Bailey v. Empire Blue Cross/Blue Shield

856 F. Supp. 837, 18 Employee Benefits Cas. (BNA) 2099, 1994 U.S. Dist. LEXIS 9380
CourtDistrict Court, S.D. New York
DecidedJuly 12, 1994
DocketMDL No. 902; No. 93 Civ. 6179 (MP)
StatusPublished
Cited by1 cases

This text of 856 F. Supp. 837 (Bailey v. Empire Blue Cross/Blue Shield) is published on Counsel Stack Legal Research, covering District Court, S.D. New York primary law. Counsel Stack provides free access to over 12 million legal documents including statutes, case law, regulations, and constitutions.

Bluebook
Bailey v. Empire Blue Cross/Blue Shield, 856 F. Supp. 837, 18 Employee Benefits Cas. (BNA) 2099, 1994 U.S. Dist. LEXIS 9380 (S.D.N.Y. 1994).

Opinion

DECISION AND OPINION

MILTON POLLACK, Senior District Judge:

Overview

Plaintiffs bring suit against numerous defendants for damages deriving from an alleged health insurance fraud perpetrated by a fraudulent union which purported to offer health insurance that was placed with unlicensed offshore insurance carriers. Two moving defendants whose sole function was to “precertify” insureds for proposed medical treatments move for summary judgment pursuant to Fed.R.Civ.P. 56, dismissing plaintiffs’ claims which seek to draw them into the circle of liability by charges of negligence, negligence per se, and aiding and abetting fraud and breach of fiduciary duty. Plaintiffs allege that the two precertifier defendants (i) were negligent in failing to investigate the status of the insurers, with whom the Union placed the insurance; (ii) were negligent per se for transacting business with unlicensed insurers, a violation of the California Insurance Code; and (iii) aided and abetted the perpetrators of the fraud, lending legitimacy to the scam by precertifying insureds. Movants contend that (i) given their limited function, they do not bear a duty to plaintiffs to investigate or evaluate insurers; (ii) the California statute barring “transacting insurance” with unlicensed insurers is inapplicable to defendants; and (iii) defendants cannot be liable as aiders and abettors because plaintiffs concede defendants lacked actual knowledge of any underlying fraud. As a matter of law, the moving parties’ motions for summary judgment will be granted.

I. Background

This case concerns an alleged pyramid-scheme health insurance fraud perpetrated upon vulnerable individuals who were “uninsurable” due to pre-existing medical conditions.
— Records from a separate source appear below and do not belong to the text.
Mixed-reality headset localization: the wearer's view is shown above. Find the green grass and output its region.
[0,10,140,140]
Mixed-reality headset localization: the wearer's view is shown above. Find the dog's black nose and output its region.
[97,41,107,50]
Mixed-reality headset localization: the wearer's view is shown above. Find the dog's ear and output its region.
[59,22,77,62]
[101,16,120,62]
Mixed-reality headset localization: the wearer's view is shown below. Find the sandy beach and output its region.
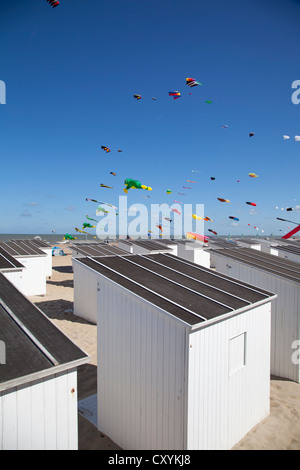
[29,245,300,450]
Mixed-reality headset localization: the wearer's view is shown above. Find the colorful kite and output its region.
[172,209,181,215]
[217,197,230,202]
[185,78,202,88]
[169,91,181,100]
[82,222,95,228]
[75,227,90,235]
[123,178,152,193]
[47,0,60,8]
[86,215,98,222]
[64,233,76,240]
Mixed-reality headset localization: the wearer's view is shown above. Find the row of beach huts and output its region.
[0,238,300,450]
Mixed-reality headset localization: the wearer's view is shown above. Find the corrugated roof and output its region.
[209,244,300,283]
[0,273,89,390]
[0,240,46,257]
[0,248,24,271]
[70,243,127,256]
[77,253,274,326]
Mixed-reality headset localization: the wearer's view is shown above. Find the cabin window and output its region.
[228,332,247,375]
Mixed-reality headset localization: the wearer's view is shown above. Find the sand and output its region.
[29,245,300,450]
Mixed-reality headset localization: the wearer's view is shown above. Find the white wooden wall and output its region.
[187,302,271,450]
[72,259,98,324]
[0,365,78,450]
[97,277,186,450]
[212,253,300,382]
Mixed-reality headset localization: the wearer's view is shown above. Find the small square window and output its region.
[228,332,246,375]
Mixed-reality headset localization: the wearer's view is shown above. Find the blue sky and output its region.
[0,0,300,235]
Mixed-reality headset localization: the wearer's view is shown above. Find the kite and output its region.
[186,232,209,243]
[96,206,108,215]
[86,215,98,222]
[85,198,118,210]
[185,78,202,88]
[123,178,152,193]
[217,197,230,202]
[64,233,76,240]
[169,91,181,100]
[47,0,60,8]
[75,227,90,235]
[82,222,95,228]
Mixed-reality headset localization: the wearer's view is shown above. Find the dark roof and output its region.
[274,245,300,255]
[77,253,274,326]
[0,273,89,390]
[70,243,127,256]
[209,247,300,283]
[10,238,51,248]
[0,240,46,257]
[0,248,24,271]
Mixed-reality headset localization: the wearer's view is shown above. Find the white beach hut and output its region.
[76,254,274,450]
[70,243,127,324]
[270,244,300,263]
[177,240,210,268]
[210,248,300,383]
[10,238,52,277]
[0,241,47,296]
[0,273,89,450]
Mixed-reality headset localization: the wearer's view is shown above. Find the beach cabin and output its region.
[10,238,52,278]
[69,243,126,258]
[0,273,89,450]
[75,254,274,450]
[210,248,300,383]
[0,241,47,296]
[0,248,25,292]
[270,244,300,263]
[118,239,172,255]
[235,238,261,251]
[70,243,128,324]
[177,240,210,268]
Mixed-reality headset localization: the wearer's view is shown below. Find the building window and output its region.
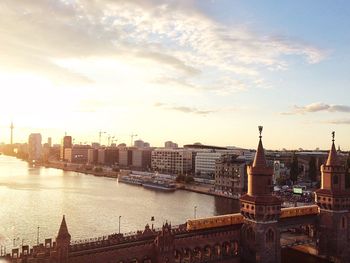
[333,175,338,184]
[266,228,275,243]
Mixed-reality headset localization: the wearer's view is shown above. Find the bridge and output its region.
[2,129,350,263]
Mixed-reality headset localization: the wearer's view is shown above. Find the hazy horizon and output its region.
[0,0,350,150]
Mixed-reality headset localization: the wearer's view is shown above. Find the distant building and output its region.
[134,140,145,148]
[60,136,72,161]
[64,145,91,164]
[104,147,119,165]
[118,147,135,167]
[87,149,98,164]
[215,154,247,194]
[151,148,192,174]
[47,137,52,147]
[195,151,223,178]
[91,142,100,149]
[28,133,42,162]
[164,141,178,148]
[132,148,152,171]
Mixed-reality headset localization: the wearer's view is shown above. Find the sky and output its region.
[0,0,350,150]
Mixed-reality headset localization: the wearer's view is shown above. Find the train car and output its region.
[280,205,319,218]
[187,214,243,231]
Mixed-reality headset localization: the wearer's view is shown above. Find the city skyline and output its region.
[0,0,350,150]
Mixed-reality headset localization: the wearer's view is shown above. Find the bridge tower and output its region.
[315,132,350,262]
[56,216,71,263]
[240,126,281,263]
[155,222,175,263]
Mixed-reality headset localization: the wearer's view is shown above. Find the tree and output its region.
[345,152,350,188]
[290,152,299,183]
[309,156,317,182]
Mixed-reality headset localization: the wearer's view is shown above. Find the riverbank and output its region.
[42,163,119,178]
[43,162,239,199]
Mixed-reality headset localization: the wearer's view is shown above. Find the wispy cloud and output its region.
[325,118,350,125]
[154,102,216,115]
[0,0,327,93]
[282,102,350,115]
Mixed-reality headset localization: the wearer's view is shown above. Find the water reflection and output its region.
[0,155,238,252]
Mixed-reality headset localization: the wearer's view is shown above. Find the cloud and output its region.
[0,0,327,93]
[282,102,350,115]
[325,119,350,125]
[154,102,216,116]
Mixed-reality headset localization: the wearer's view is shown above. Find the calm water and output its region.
[0,155,239,251]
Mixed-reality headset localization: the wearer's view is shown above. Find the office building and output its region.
[151,148,192,174]
[64,145,91,164]
[132,148,152,171]
[28,133,42,162]
[60,136,72,161]
[215,154,247,195]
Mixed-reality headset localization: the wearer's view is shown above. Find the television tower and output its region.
[10,121,15,145]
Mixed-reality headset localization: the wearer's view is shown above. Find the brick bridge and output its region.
[0,129,350,263]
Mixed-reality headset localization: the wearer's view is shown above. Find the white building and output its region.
[151,148,192,174]
[164,141,179,148]
[28,133,42,162]
[195,151,223,177]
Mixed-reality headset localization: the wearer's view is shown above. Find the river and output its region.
[0,155,239,251]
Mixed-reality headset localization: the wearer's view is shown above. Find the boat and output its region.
[118,176,142,185]
[142,181,176,191]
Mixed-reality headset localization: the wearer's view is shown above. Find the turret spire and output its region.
[57,215,71,239]
[326,131,338,166]
[253,126,267,168]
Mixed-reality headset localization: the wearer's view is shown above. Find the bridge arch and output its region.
[174,249,182,263]
[203,245,213,261]
[340,216,348,229]
[265,228,275,244]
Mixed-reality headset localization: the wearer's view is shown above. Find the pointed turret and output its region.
[326,131,339,166]
[57,215,71,239]
[249,126,273,175]
[253,126,267,168]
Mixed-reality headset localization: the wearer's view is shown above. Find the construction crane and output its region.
[130,134,137,146]
[10,121,15,145]
[98,131,107,145]
[107,134,115,146]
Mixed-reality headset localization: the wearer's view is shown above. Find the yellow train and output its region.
[187,213,243,231]
[186,205,319,231]
[280,205,319,218]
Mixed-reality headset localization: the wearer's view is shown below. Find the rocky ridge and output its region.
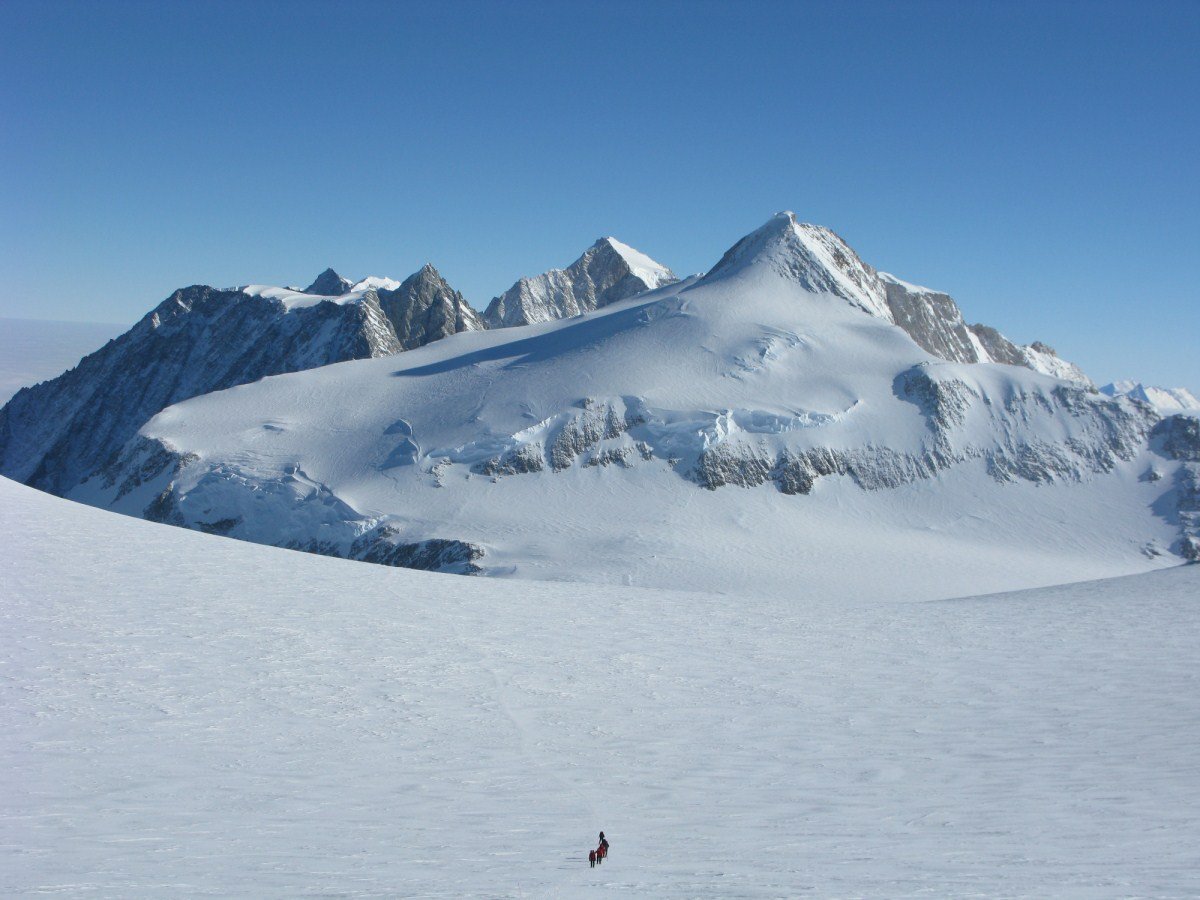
[484,238,678,328]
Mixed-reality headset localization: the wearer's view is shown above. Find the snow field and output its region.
[0,480,1200,898]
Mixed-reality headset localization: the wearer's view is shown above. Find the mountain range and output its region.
[0,214,1200,594]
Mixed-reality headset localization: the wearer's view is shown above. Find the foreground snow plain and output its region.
[0,480,1200,898]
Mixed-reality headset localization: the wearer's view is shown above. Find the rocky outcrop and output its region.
[0,286,401,493]
[377,264,484,350]
[704,212,1092,386]
[304,269,354,296]
[484,238,678,328]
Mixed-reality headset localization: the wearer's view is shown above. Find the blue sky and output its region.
[0,0,1200,390]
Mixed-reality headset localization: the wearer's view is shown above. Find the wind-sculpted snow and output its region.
[704,212,1092,386]
[96,436,484,575]
[1100,382,1200,415]
[0,265,484,493]
[1150,414,1200,563]
[7,475,1200,900]
[378,265,484,350]
[0,286,400,493]
[18,207,1192,598]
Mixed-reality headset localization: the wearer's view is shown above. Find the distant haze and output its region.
[0,319,128,406]
[0,0,1200,392]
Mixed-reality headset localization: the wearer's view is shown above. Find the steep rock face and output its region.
[880,272,984,365]
[304,269,354,296]
[95,436,484,575]
[703,212,893,322]
[1150,414,1200,563]
[484,238,678,328]
[970,325,1094,388]
[377,264,484,350]
[704,212,1092,386]
[0,286,401,493]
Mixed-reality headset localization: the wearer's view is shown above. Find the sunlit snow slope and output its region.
[79,216,1192,599]
[0,479,1200,898]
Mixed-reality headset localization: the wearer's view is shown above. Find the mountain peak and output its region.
[304,269,352,296]
[484,238,679,328]
[704,210,892,322]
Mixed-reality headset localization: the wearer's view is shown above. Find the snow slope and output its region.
[71,217,1190,599]
[0,479,1200,898]
[0,318,126,406]
[1100,380,1200,415]
[484,238,678,328]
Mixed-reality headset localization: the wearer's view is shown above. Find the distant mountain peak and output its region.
[484,238,679,328]
[304,269,353,296]
[1100,379,1200,415]
[704,210,892,322]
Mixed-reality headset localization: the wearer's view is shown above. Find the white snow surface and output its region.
[0,318,128,406]
[350,275,403,292]
[1100,380,1200,415]
[236,282,372,311]
[84,243,1178,600]
[878,272,946,294]
[604,238,677,290]
[0,479,1200,898]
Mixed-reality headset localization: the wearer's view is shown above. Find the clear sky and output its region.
[0,0,1200,390]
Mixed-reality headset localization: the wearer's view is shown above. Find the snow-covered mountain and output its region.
[377,263,484,350]
[71,215,1200,596]
[1100,380,1200,415]
[709,212,1092,386]
[484,238,678,328]
[304,269,354,296]
[0,265,481,493]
The scheme complained of, as explained by plaintiffs’ counsel, is as follows. In 1989, one William Loeb, founded a sham union, Consolidated Union Local 867 (the “Union”). The Union was created and existed solely to market health insurance in part to individuals with pre-existing medical conditions. All those who sought to purchase health insurance through the Union’s Welfare Fund were enrolled as “members” of the Union. These “members” generally paid their premiums to so-called “labor relations consultants” (at least one of whom was a Union Plan fiduciary), who deducted a percentage of the premiums as commissions and remitted the remainder to the Union. Originally, the Union insured its members through a group plan with Empire Blue Cross/Blue Shield (“Empire”). Empire, through statutory discounts, was able to insure New York state residents who had pre-existing illnesses. Loeb, however, sold the insurance to such people nationwide, and in short order reached some 10,000 people. For this reason among others, Empire terminated its agreement with the Union in 1990. At this point, many Union members terminated their insurance. The individuals who remained (many of whom were from California) were largely those who would have great difficulty obtaining health insurance anywhere due to their pre-existing medical conditions. These people were accustomed to paying their insurance premiums monthly upon receipt of an invoice, and continued to do so.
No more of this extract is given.